About the meat for the BBQ

Auric

New Member
Joined
Jun 4, 2014
Messages
5
I have bought a few books about Power Pivot (Both written by Rob, Alexander, Ferrari, Russo) and I have to say they all lack a serious, extensive discussion on the subject of how to prepare the information on which the PP analysis will be based (Very little on this). We are always talking about 000s, millions of rows and what have you.....but those million rows about the info I need are not always available..... Say for a minute that the info is not as neatly prepared as I would wish.....What then??
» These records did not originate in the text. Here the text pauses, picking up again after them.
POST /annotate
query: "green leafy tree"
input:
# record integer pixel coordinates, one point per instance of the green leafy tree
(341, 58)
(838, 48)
Say I want to analyze murders occurring in a certain city, but I only have bits and pieces....How is it recommended to approach the problem? Shall I simply Google the info, use Power Query, etc. I would really like to read plenty about these kind of experience which ALL of us have had...

And that is my complaint....all these books about the analysis' potential of PP, which include very little about how to put together the info, is like talking about how to grill a perfect BBQ and prepare super sauces.....without having the meat to grill! I just want to know how experienced PP users have approach this problem..
 

Excel Facts

How to find 2nd largest value in a column?
MAX finds the largest value. =LARGE(A:A,2) will find the second largest. =SMALL(A:A,3) will find the third smallest
Amusing subject line, I totally assumed this post would be spam :)

I think the problem is that it is such a big "it depends". Both on what the source of your data is... and what tools you have at your disposal. Somebody with an IT dept running Oracle or SQL Server is different than a solo consultant with... notepad.exe.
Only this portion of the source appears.